Were the room beyond it not 3D, unlike the unliving, unbreathing vault, it might gone unnoticed. Even had the HUD missed it, Crystal knew she’d have sensed it eventually. Ultimately, this saved time. She looked about the door and scanned for any hidden method of entry. She slid her hands along its edges. They suddenly hissed, came loose, and slid into the wall to reveal the small, glass-walled entryway inside.
“Found something. Lab-like.”
“Worth a shot,” he said, tapping Saito’s phone as he squatted beside his unconscious body.
Crystal pushed forward through an inner glass door that sealed behind her. Decon fans spun-up and whirled gaseous air. She tensed up, too focused on the room beyond to notice. The sterile white made more sense now.
What didn’t was the thing lying in pieces on a steel table across the room.
The door to the lab-proper opened on something crossing an OR mid-surgery with a tech-workshop. The steel table, like a gurney, contained one-half a vaguely-human thing. It wasn’t, of course. Too much of it was open, exposed to the air; too much mechanical, robotic, to be human. All the same, Crystal couldn’t contain herself.
“Jesus Christ,” She breathed, eyeing the craftsmanship of the micro-joints beneath a hand. “It’s like Blade Runner in here.”
“Cee, stay focused,” he instructed. “The drive.”
Crystal swallowed, giving the creation one last, awe-inspiring look before turning for a nearby table and a computer there. Contrary to Titus’ expectations, it was not concealed. Even further contrary to Crystal’s expectations, it was also not protected in any way worthy of what likely resided within.
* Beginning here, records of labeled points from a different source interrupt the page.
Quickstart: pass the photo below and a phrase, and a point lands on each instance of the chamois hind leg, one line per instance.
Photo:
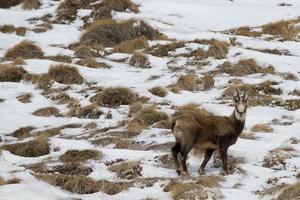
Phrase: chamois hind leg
(182, 156)
(175, 150)
(207, 156)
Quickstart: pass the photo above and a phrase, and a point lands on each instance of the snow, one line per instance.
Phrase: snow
(184, 20)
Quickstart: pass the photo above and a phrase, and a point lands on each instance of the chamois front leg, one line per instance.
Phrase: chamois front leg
(207, 156)
(223, 154)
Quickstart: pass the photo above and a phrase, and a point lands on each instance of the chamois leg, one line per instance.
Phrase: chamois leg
(175, 150)
(223, 154)
(182, 156)
(207, 156)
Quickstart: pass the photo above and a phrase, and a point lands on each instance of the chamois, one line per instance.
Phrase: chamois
(209, 133)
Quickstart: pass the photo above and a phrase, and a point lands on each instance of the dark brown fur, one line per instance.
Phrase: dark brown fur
(209, 133)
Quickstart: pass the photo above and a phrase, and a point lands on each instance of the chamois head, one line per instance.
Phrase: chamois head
(240, 103)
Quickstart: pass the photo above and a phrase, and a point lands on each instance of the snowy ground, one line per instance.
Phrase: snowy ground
(179, 19)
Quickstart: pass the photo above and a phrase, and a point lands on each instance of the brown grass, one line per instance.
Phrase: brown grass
(145, 118)
(87, 112)
(25, 49)
(31, 4)
(290, 192)
(65, 74)
(9, 3)
(244, 67)
(25, 98)
(23, 132)
(158, 91)
(11, 73)
(84, 51)
(131, 46)
(285, 29)
(46, 112)
(163, 50)
(139, 60)
(188, 82)
(115, 96)
(127, 169)
(105, 8)
(110, 33)
(218, 50)
(7, 29)
(33, 148)
(73, 156)
(261, 128)
(10, 181)
(92, 63)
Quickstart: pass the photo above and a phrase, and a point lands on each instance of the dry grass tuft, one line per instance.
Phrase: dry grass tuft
(84, 51)
(140, 60)
(31, 4)
(244, 67)
(87, 112)
(283, 28)
(131, 46)
(23, 132)
(92, 63)
(65, 74)
(261, 128)
(11, 73)
(33, 148)
(115, 96)
(110, 33)
(218, 50)
(188, 82)
(127, 169)
(74, 184)
(163, 50)
(10, 181)
(145, 118)
(290, 192)
(25, 49)
(25, 98)
(73, 156)
(158, 91)
(46, 112)
(9, 3)
(104, 8)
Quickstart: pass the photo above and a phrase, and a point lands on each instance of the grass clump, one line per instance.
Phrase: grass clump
(108, 32)
(23, 132)
(218, 50)
(25, 49)
(139, 60)
(188, 82)
(158, 91)
(261, 128)
(115, 96)
(145, 118)
(74, 156)
(33, 148)
(87, 112)
(290, 192)
(65, 74)
(25, 98)
(127, 169)
(244, 67)
(11, 73)
(46, 112)
(131, 46)
(31, 4)
(105, 8)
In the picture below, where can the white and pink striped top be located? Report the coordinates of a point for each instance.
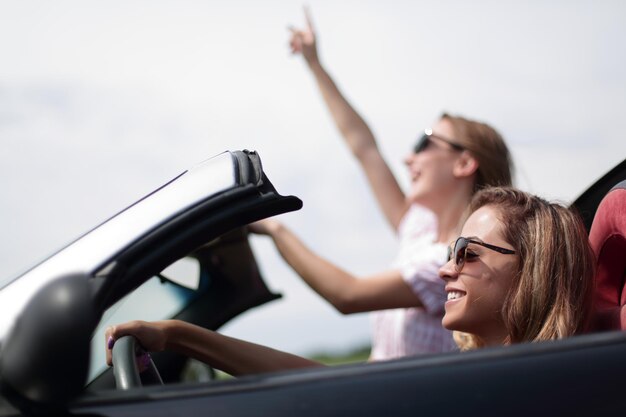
(411, 331)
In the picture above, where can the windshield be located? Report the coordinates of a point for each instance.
(159, 298)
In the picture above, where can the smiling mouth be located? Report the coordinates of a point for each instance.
(455, 295)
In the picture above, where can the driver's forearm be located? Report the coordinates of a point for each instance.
(234, 356)
(353, 128)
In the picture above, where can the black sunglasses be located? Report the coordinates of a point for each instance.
(460, 250)
(425, 141)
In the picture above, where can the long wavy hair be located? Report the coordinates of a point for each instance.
(552, 295)
(486, 145)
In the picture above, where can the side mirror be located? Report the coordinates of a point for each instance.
(45, 357)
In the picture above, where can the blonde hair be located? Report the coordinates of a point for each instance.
(552, 298)
(486, 145)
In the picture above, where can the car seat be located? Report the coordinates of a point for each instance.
(607, 237)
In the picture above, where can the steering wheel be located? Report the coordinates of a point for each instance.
(128, 356)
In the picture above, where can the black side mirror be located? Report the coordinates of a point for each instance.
(45, 358)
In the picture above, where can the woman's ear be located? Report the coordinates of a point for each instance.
(466, 165)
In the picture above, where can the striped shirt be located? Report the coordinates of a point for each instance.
(411, 331)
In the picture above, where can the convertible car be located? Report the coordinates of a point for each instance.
(183, 252)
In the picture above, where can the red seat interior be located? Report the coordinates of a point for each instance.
(608, 240)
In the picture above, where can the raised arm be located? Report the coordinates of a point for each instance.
(234, 356)
(356, 133)
(346, 292)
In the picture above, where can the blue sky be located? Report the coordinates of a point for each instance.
(100, 102)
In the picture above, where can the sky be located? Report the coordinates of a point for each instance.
(101, 102)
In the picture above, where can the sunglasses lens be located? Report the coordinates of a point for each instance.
(421, 144)
(459, 252)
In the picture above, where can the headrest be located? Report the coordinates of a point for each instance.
(608, 240)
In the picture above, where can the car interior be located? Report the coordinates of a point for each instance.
(608, 240)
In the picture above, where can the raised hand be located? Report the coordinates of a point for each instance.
(303, 40)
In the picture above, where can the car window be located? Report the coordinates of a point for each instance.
(161, 297)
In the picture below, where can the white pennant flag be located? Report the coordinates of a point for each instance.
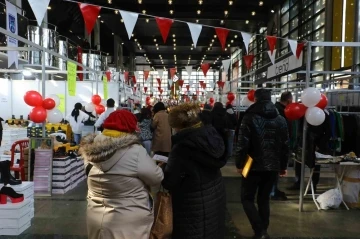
(195, 30)
(189, 70)
(293, 46)
(130, 19)
(272, 56)
(246, 38)
(12, 26)
(39, 8)
(226, 65)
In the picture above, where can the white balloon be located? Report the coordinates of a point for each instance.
(310, 97)
(54, 116)
(56, 99)
(89, 107)
(315, 116)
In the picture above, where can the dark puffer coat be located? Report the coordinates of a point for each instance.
(264, 136)
(194, 180)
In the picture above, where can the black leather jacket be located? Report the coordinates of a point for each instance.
(263, 136)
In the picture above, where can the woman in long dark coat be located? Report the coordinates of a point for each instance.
(193, 176)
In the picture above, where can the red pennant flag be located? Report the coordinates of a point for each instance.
(79, 58)
(108, 75)
(299, 49)
(172, 72)
(248, 61)
(146, 75)
(164, 25)
(205, 68)
(90, 14)
(272, 43)
(222, 35)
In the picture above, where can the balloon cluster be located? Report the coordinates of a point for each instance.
(312, 107)
(97, 105)
(43, 108)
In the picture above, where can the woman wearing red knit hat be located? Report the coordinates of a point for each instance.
(119, 202)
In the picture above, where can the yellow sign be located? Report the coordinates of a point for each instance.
(71, 69)
(61, 106)
(106, 91)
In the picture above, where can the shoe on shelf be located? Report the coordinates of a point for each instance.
(295, 186)
(7, 192)
(6, 177)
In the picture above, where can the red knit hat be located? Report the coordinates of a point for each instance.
(121, 120)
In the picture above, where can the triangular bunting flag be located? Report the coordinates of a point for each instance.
(146, 75)
(248, 61)
(39, 8)
(293, 46)
(205, 68)
(246, 39)
(130, 19)
(226, 65)
(189, 70)
(271, 43)
(222, 34)
(272, 56)
(195, 30)
(299, 49)
(90, 14)
(164, 25)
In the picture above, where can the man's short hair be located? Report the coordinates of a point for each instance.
(286, 96)
(110, 103)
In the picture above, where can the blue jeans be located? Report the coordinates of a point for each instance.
(147, 146)
(77, 138)
(230, 143)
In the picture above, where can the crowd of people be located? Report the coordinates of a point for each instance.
(198, 143)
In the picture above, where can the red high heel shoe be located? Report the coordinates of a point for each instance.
(7, 192)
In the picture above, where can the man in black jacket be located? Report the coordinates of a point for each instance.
(264, 137)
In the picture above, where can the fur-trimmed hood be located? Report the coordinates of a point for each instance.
(100, 149)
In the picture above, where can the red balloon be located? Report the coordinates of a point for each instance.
(38, 114)
(49, 104)
(99, 109)
(231, 97)
(323, 102)
(33, 98)
(96, 99)
(251, 95)
(295, 111)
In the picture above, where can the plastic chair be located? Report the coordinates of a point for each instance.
(22, 144)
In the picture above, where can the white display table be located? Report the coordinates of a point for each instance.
(15, 218)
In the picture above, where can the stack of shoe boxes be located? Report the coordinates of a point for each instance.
(15, 218)
(68, 172)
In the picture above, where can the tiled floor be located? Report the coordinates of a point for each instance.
(64, 216)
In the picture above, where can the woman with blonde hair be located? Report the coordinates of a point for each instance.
(119, 201)
(193, 176)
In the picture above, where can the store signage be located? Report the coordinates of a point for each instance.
(285, 66)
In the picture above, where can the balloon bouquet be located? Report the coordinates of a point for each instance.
(43, 109)
(312, 107)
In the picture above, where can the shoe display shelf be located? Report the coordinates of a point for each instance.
(15, 218)
(68, 172)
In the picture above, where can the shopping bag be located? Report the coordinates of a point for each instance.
(163, 220)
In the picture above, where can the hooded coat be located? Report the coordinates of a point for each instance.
(119, 203)
(263, 136)
(194, 180)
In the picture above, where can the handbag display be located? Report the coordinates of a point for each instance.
(163, 218)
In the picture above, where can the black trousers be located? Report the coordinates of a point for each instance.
(262, 184)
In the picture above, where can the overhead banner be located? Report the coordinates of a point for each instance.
(71, 73)
(12, 26)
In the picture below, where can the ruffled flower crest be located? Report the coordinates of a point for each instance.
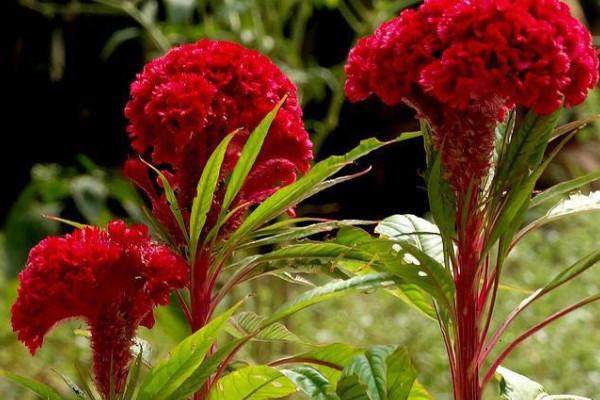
(112, 279)
(185, 102)
(463, 63)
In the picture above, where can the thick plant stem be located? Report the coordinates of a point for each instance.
(467, 344)
(201, 309)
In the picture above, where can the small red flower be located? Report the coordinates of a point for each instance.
(184, 103)
(463, 63)
(111, 278)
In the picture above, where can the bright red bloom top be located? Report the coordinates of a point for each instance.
(184, 103)
(111, 278)
(462, 64)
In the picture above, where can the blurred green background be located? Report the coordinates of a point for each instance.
(69, 65)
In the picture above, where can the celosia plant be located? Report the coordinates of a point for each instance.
(113, 279)
(465, 67)
(222, 155)
(221, 152)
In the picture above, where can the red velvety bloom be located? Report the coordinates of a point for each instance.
(111, 278)
(185, 102)
(462, 64)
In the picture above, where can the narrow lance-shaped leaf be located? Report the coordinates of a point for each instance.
(419, 232)
(311, 381)
(401, 375)
(289, 196)
(514, 386)
(248, 157)
(327, 292)
(205, 370)
(256, 382)
(246, 323)
(368, 372)
(441, 199)
(42, 390)
(171, 199)
(166, 377)
(205, 192)
(564, 188)
(577, 203)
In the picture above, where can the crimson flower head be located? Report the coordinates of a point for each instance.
(110, 278)
(185, 102)
(463, 63)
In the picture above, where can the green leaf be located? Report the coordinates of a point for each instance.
(166, 377)
(311, 382)
(205, 191)
(526, 147)
(77, 391)
(350, 388)
(574, 126)
(433, 278)
(418, 392)
(208, 367)
(441, 199)
(401, 375)
(328, 359)
(514, 386)
(301, 232)
(133, 376)
(85, 378)
(564, 188)
(371, 370)
(256, 382)
(417, 231)
(246, 323)
(574, 270)
(577, 203)
(42, 390)
(327, 292)
(248, 157)
(171, 199)
(518, 387)
(289, 196)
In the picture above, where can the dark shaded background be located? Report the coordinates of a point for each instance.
(46, 121)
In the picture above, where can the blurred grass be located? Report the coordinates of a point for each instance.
(565, 357)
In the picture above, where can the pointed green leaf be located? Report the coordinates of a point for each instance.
(311, 381)
(401, 375)
(327, 292)
(289, 196)
(42, 390)
(248, 157)
(418, 392)
(441, 199)
(205, 191)
(246, 323)
(371, 370)
(167, 376)
(204, 371)
(171, 199)
(419, 232)
(256, 382)
(564, 188)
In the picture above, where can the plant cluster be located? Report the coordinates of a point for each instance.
(223, 157)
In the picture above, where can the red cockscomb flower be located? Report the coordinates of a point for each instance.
(111, 278)
(462, 64)
(184, 103)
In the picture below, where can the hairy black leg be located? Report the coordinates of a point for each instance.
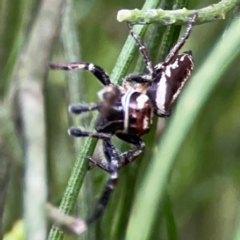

With a quick, few applications of her cordless driver and deft fingers, she worked the small SSDs from the computer and server cases and pocketed them. After one, last look of eerie sorority at the half-assembled creature, she hurried out and toward the stairs.
She started up, triggering an automated protocol that opened the staircase again. Top-side, Titus was stuffing Saito into his driver-less Continental, its scenic-route re-programmed. He shut the door, and it started away for the other side of town. Between that and the drugs, they’d have more than enough time to pack up and get out before anything was discovered.
The pair started through the rain to pack-up their hideaway together.